Usai memasang perangkat terakhir yang terhubung langsung ke aplikasi di ponsel Amanda, Arya melepas maskernya sejenak. Ia menatap Amanda dengan tatapan penuh kepedulian dan kehangatan yang telah lama terpendam. "Semua kamera sudah aktif, Amanda. Sekarang, kamu bisa memantau setiap sudut rumah ini kapan saja," ucap Arya dengan suara rendah yang menenangkan. Amanda mengangguk pelan, menyunggingkan senyum dingin pertamanya. Sarang jebakan telah selesai dibangun, dan kini mereka hanya perlu menunggu para mangsa melangkah masuk ke dalamnya.
Aroma dingin dari perangkat AC yang baru selesai diperiksa masih membumbung tipis di udara, menyelimuti ruang tamu yang hening. Amanda menyandarkan tubuhnya pada sandaran sofa, mengembuskan napas panjang yang sarat akan kelelahan batin. Di balik kacamata hitam yang kini terpasang melindunginya dari tatapan luar, matanya terasa panas.
"Terima kasih, Arya... Aku sendirian di rumah ini," ucap Amanda dengan suara lirih yang bergetar. Kekecewaan yang menumpuk mendadak meluap begitu saja saat membayangkan kebodohannya di masa lalu. "Aku sengaja tak menyewa pembantu agar kami punya privasi... tapi kesempatan itu malah dipakai Zidan untuk berselingkuh."

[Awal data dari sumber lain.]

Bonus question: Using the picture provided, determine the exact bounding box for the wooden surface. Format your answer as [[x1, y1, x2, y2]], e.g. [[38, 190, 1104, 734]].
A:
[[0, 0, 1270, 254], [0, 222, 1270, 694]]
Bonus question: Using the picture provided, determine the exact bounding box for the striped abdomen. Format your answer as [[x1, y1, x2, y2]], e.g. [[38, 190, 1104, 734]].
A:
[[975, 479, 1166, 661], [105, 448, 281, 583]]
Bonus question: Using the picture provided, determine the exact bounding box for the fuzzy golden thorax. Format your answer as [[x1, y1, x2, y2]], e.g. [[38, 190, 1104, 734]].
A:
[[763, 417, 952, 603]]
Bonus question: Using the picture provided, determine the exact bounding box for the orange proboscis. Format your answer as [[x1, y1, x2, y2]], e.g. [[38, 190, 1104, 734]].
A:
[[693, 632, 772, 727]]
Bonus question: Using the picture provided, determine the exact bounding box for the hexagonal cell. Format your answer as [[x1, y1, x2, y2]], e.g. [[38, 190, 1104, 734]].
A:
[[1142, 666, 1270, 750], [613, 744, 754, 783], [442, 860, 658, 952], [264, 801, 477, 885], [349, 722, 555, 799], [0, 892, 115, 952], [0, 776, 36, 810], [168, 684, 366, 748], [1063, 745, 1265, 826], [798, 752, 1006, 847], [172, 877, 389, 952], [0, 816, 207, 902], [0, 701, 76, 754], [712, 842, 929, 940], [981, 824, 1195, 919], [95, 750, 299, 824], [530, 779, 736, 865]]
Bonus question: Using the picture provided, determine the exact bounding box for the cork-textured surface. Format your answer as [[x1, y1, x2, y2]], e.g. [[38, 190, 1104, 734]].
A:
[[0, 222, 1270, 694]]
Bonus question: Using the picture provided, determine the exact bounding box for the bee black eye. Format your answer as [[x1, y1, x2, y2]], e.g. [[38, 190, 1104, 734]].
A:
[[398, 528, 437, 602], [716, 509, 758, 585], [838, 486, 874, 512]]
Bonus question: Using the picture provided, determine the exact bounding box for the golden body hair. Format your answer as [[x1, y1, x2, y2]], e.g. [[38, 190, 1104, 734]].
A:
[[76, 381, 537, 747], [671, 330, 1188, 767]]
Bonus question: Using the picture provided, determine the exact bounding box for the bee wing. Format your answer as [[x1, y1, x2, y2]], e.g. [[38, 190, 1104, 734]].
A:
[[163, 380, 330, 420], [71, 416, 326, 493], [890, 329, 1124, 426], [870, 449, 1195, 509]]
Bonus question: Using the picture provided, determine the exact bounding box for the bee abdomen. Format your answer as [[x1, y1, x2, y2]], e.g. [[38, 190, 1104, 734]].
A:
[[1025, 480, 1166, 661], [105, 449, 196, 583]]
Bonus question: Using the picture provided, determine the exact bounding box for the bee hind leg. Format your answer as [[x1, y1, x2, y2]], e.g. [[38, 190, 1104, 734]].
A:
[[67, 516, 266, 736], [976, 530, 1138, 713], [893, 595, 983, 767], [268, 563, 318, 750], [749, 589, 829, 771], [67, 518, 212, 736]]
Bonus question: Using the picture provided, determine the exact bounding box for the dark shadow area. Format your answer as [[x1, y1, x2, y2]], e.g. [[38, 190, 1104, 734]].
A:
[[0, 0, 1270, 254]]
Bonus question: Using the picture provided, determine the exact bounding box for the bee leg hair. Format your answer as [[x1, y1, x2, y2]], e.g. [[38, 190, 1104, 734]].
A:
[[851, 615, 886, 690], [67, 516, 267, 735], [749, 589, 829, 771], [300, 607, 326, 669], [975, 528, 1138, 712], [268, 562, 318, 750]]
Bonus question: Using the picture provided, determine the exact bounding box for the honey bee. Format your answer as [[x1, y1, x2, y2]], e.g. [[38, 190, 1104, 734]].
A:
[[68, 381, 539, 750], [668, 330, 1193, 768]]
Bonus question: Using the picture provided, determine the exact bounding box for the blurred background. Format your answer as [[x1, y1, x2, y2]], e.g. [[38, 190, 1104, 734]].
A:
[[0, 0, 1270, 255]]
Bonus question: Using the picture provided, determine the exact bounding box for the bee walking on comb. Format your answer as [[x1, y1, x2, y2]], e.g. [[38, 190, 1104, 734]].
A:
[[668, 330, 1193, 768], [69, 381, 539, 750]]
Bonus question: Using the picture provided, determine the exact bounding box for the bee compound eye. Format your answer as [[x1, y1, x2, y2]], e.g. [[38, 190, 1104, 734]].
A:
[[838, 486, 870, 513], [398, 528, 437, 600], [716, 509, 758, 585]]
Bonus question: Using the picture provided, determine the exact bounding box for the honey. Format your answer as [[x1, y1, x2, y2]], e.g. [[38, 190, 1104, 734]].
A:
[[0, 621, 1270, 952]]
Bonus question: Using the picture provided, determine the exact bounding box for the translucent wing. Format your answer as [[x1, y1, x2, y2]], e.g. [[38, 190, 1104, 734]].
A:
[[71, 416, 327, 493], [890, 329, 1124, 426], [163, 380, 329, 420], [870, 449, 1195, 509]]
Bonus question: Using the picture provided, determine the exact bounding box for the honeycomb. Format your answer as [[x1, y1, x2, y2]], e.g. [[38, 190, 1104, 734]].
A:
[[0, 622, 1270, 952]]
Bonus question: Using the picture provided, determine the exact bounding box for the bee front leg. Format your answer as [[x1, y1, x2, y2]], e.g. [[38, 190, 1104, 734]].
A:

Setitik air mata lolos menembus pipinya, mengalir perlahan membasahi kulitnya yang pucat. Melihat pertahanan wanita yang dicintainya runtuh, dada Arya berdenyut nyeri. Tanpa pikir panjang, tangan Arya spontan terulur, mengusap lembut pipi Amanda yang basah oleh air mata dengan sentuhan jemarinya yang hangat dan penuh kehati-hatian.
"Kau tak perlu menangisi dua pengkhianat itu," pangkas Arya penuh penegasan, suaranya terdengar begitu dalam dan menenangkan di tengah kesunyian rumah. Matanya menatap lekat-lekat pada raut wajah Amanda, menyalurkan seluruh kekuatan yang ia miliki. "Aku ada di sini bersamamu, Amanda. Kamu tidak sendirian lagi."
Sentuhan dan ucapan lembut dari Arya seketika menghentikan isak tangis Amanda. Untuk pertama kalinya setelah kehancuran rumah tangganya, Amanda merasakan ada benteng kokoh yang siap melindunginya. Rasa hangat perlahan merayap di dadanya, menggantikan dinginnya kepedihan. Amanda tahu, perjuangan membongkar pengkhianatan ini masih panjang dan penuh bahaya, namun hadirnya Arya membuktikan bahwa di balik reruntuhan hidupnya yang hancur, masih ada harapan baru yang tengah menunggunya di depan.